The U.N and its various agencies have during the last decades been heavily involved in the formulation of goals of economic and social policy (such as the millennium goals, see the UN, 2000) and the design of policy aiming at realizing such goals. In order to meet them, many countries are adjusting their energy policy, educational policy, and environmental policy.

There was a time when economists thought that global optimization of economic and social policy could be accomplished by the stratagem of maximizing some over-arching global “utility function.” This was the approach of Jan Tinbergen, who wrote a classical treatise on the subject in the 1950s. Fortunately, our understanding of economic and social policy has advanced considerably since then. International organizations do no longer insist on the assumptions of economic equilibrium that hampered Tinbergen´s efforts. Indeed, the International Labor Organization (an arm of the United Nations head-quartered in Geneva) explicitly recognizes that the goals of “decent work” that the ILO itself has formulated are certainly not always attained. Instead, ILO has called for the calculation of the shortcomings of the various countries from this (equilibrium) ideal (see ILO, 2001).

The present paper draws attention to a recent extension of data envelopment analysis that permits the presence of a convex social welfare function of all outputs (all policy goals), see Cooper, Thore, and Tarverdyan (2010). The new approach seems to meet the call by Jan Tinbergen for the construction of a model of economic policy that is empirically implementable, and that delivers a numerical assessment of the success of policy. Starting out from Tinbergen´s work, the paper gives a mathematical account of the new model. While neoclassical equilibrium is still possible, the new idea is to allow for the possibility of non-achievement of the equilibrium ideal. Neoclassical equilibrium is viewed as a matter that needs to be tested.
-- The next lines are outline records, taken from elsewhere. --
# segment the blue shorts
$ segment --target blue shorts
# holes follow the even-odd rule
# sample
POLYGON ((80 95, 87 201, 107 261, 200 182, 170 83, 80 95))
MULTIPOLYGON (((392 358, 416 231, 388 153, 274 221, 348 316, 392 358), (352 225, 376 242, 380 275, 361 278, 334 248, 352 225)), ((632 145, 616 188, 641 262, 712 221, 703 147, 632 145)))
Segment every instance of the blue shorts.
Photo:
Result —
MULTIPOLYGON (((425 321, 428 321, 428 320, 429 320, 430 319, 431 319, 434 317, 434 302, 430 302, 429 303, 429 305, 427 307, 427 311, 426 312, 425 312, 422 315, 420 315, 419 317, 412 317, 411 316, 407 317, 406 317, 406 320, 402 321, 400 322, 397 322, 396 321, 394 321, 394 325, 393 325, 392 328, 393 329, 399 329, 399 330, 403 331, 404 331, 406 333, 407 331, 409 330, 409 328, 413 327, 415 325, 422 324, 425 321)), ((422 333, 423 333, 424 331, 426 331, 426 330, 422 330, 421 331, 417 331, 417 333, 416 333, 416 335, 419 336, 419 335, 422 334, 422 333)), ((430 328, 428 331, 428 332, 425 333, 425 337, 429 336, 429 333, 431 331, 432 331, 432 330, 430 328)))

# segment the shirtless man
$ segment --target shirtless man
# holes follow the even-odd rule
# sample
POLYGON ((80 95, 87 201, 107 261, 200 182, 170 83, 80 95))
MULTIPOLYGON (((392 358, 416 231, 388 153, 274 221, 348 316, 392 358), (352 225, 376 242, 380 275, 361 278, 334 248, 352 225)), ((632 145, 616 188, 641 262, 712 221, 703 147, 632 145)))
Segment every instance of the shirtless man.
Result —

In the case of optimum failure, the deviation from equilibrium will be computed.

Key Terms in this Chapter

Millennium Declaration: and Millennium Goals: As listed by the United Nations (see UN, 2001).
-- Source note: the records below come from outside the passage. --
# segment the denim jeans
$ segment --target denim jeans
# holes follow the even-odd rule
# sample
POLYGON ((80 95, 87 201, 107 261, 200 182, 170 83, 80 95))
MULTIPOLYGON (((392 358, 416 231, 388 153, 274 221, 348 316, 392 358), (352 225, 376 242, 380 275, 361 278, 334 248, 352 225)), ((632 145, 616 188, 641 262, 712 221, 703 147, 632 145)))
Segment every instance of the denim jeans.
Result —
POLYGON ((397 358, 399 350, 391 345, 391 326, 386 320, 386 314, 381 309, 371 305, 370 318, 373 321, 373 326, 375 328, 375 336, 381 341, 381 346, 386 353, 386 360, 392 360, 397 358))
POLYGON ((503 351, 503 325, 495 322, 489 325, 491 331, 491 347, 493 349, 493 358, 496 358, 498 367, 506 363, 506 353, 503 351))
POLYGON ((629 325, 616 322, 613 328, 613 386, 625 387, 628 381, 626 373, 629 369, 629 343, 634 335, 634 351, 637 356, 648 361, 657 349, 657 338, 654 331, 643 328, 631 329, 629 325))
Data Envelopment Analysis (DEA): Mathematical programming method tracing the convex hull (the envelope) of a scatter of observations, invented by Charnes, Cooper, Rhodes in 1978.

Effectiveness Rating of Economic and Social Policy of a Nation: Ratio between social preference or social welfare attained by goals achieved, and social cost of policy instruments employed.
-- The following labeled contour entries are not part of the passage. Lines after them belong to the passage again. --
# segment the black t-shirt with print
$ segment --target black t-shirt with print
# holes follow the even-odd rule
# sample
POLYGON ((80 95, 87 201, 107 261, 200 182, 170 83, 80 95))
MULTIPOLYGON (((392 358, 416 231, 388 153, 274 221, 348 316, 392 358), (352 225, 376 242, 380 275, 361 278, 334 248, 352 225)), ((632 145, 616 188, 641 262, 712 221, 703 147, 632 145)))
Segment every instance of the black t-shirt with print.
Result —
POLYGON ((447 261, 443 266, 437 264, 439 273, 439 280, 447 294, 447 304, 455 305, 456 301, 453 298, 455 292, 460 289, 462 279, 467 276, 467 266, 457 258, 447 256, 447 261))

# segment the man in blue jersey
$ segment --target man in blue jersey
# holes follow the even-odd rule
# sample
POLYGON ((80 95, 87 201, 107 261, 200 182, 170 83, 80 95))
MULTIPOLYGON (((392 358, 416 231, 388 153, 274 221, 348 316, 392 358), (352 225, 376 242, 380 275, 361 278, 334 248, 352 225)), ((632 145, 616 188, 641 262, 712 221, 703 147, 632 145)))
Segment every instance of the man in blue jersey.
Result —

Fair Globalization: Term used by the United Nations to denote globalized conditions of trade and finance tempered by reasonable standards of protection of labor (see UN, 2004).

Cobb Douglas Function: Mathematical relationship between the amounts of two or more inputs and the output (such as between goals and social welfare, or between policy instruments and social cost).

Causal Tree: Pictorial representation of hierarchical causal structure.

Decent Work: Term originally suggested by the International Labor Organization to denote working conditions conforming with reasonable standards of safety and human dignity (see ILO, 2005).